BAB 29

22 3 4
                                    

Satu-satunya tempat yang ingin sekali dikunjungi Kinan ketika berada di Jakarta, tentu saja adalah rumah sang ayah. Lebih tepatnya, tempat peristirahatan terakhir sang ayah. Kinan terduduk sembari menyentuh nisan bertuliskan nama Fero.

Di sebelahnya, Arfan ikut berjongkok sambil menyentuh pundak Kinan. "Kalo lo mau nangis, boleh kok," ucap adiknya, "tapi sekali aja, ya? Mungkin papa juga kangen denger tangis anak sulungnya."

Bukannya menangis, Kinan justru tertawa. Dia menyenggol lengan Arfan. "Apaan, sih. Nggak lucu, tau," kata Kinan.

"Nggak lucu, tapi ketawa."

Setelah candaan itu, keduanya berharap kalau Fero akan ikut tersenyum karena melihat kedua anaknya yang tidak terlihat sedih. Karena hanya dengan mendatangi tempat itu, mereka merasa lebih dekat dengan sang ayah.

"Kangen ya, Ar?"

Terlihat Arfan mengangguk, membuat Kinan bertanya, "Apa yang paling lo kangenin dari papa? Atau ... momen apa yang bikin lo selalu keinget sama papa?"

"Gue kangen main gitar bareng papa."

Kinan mengangguk-anggukkan kepalanya pelan.

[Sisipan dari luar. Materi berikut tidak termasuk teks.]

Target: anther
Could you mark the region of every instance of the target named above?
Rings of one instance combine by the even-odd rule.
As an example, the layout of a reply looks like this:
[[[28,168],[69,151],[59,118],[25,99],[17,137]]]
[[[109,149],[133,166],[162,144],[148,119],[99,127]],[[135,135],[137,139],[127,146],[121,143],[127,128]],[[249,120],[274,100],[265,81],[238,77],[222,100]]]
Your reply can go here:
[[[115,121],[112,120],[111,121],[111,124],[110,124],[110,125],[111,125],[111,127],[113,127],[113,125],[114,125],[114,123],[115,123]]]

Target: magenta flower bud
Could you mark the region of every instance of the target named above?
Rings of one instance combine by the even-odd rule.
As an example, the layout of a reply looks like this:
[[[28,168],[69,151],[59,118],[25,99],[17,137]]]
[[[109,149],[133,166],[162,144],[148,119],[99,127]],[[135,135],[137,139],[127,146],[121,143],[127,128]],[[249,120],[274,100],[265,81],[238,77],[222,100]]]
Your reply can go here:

Dia langsung teringat kalau kegiatan yang sangat disukai Fero dan Arfan adalah ketika mereka duduk di ruang keluarga dan mulai memainkan gitar masing-masing.

"Sekarang udah jago, lo," kata Kinan sambil meninju pelan bahu sang adik.

Arfan tersenyum bangga. "Gue malah sering disuruh ngisi acara pas pensi. Kayaknya ... gue lebih populer daripada elo, Kak," canda laki-laki itu.

"Modal tampang." Kinan mencubit pipi Arfan.

Setelah itu, mereka beranjak bangun. Kinan memandangi nisan Fero. Ingin sekali gadis itu melihat sosok sang ayah walaupun hanya sekali. Pa, sering-sering main ke mimpi aku, dong. Kan aku kangen, batin Kinan.

"Kak. Ayo," ucap Arfan sembari menepuk pundak Kinan.

"E-eh, iya."

Kinan dan Arfan kemudian berjalan menuju area parkir. Mereka sedikit bergegas saat menyadari langit yang mendung. "Semoga belom ujan pas kita otw ke rumah," kata Arfan yang terlihat sedikit mempercepat gerakannya memakai helm, begitu juga dengan Kinan.

"Ayo, Ar. Kayaknya masih keburu sampe di rumah sebelum ujan," lanjut Kinan yang sudah siap. Dia langsung menaiki jok belakang motor sang adik.

Ketika motor yang dikendarai Arfan keluar dari gerbang TPU, bersamaan dengan itu, sebuah mobil sedan berwarna putih masuk. Mobil itu berhenti. Sedetik kemudian pintu mobil terbuka dan menampilkan sosok pria.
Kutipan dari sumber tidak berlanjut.